Some people are just plain bad, they set out to defraud, there’s nothing can be done to prevent this. A builder has very little recrimination in these cases. He will realise too late what has been going on right in front of his eyes and know he’s stymied.
Court action against a “professional” is destined to be protracted and expensive. A man can be broken by it and if a builder tries to literally undo his work, he then risks a criminal damage claim which he will loose as well.
Some people however, possibly because they have half a dozen synapses that just never got joined up, genuinely can’t come to grips with a situation. Remember, the builder has seen it all before. If he tells you something you don’t want to hear, it’s not because he just can’t wait to have a shouting match in your kitchen, which results in you throwing him out half way through a job still owing him £500. It’s because it’s the truth!
I once couldn’t lay a concrete greenhouse base because the forecast kept predicting rain. This went on for a week or more and of course on some days it didn’t rain. The client couldn’t understand that once cancelled in the morning, the mixer wagon then couldn’t just turn up when it turned out fine later on. In the end I told them I would lay the concrete tomorrow no matter what the weather, so long as they took responsibility for the outcome. Obviously that was a “no go”. They sacked me and I never got paid for the preparation work, or the skip.
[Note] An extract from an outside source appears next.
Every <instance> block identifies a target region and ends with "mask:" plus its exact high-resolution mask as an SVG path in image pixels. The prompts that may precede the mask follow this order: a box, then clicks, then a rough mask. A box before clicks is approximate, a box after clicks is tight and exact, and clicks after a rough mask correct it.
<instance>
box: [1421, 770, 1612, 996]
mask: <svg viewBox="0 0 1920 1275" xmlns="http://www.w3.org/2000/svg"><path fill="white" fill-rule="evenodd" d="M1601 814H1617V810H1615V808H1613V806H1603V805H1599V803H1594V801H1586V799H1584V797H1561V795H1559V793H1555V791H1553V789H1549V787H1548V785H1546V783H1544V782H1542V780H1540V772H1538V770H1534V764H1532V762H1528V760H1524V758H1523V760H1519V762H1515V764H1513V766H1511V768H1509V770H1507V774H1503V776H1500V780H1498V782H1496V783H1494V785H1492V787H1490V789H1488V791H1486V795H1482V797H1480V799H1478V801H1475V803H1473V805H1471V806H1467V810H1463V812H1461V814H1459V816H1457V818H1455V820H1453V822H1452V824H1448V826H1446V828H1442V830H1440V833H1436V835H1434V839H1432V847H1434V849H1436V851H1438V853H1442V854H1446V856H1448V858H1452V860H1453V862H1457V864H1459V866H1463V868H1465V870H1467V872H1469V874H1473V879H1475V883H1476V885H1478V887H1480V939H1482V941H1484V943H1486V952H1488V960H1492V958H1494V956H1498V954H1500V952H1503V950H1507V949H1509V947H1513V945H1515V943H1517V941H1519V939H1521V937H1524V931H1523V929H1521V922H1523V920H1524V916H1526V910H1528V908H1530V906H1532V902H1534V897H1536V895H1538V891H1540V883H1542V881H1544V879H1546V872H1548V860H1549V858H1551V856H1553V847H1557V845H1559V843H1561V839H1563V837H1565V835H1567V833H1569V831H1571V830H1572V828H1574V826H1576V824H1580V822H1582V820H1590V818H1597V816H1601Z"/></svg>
My point is here, I wasn’t making it up. I wanted to lay the blessed stuff as much as they did. Much as I hate to say this, it’s you the client who is very much in charge. Builders are seriously out on a limb, having to keep you happy, very often through gritted teeth until the glorious moment when you deign to pay up.
One last gripe
Clients always say they will get everything ready for the builder on his starting day but they almost never do! I have gone to fit a kitchen and the people said all the cupboards would be emptied etc. etc. so I could rip the old one out.
Emptied! The washing up was still in the sink from the night before! and they had gone to work. It cost them 2 hours work to move everything (£65) which they didn’t like one little bit AND complained that I should have put the thousand bottles of larks’ tongues in aspic or whatever in a better place than I did. I nearly told them where I wish I had put them but then I would have only reinforced their opinion of the primeval slime that is the “British Working Man.”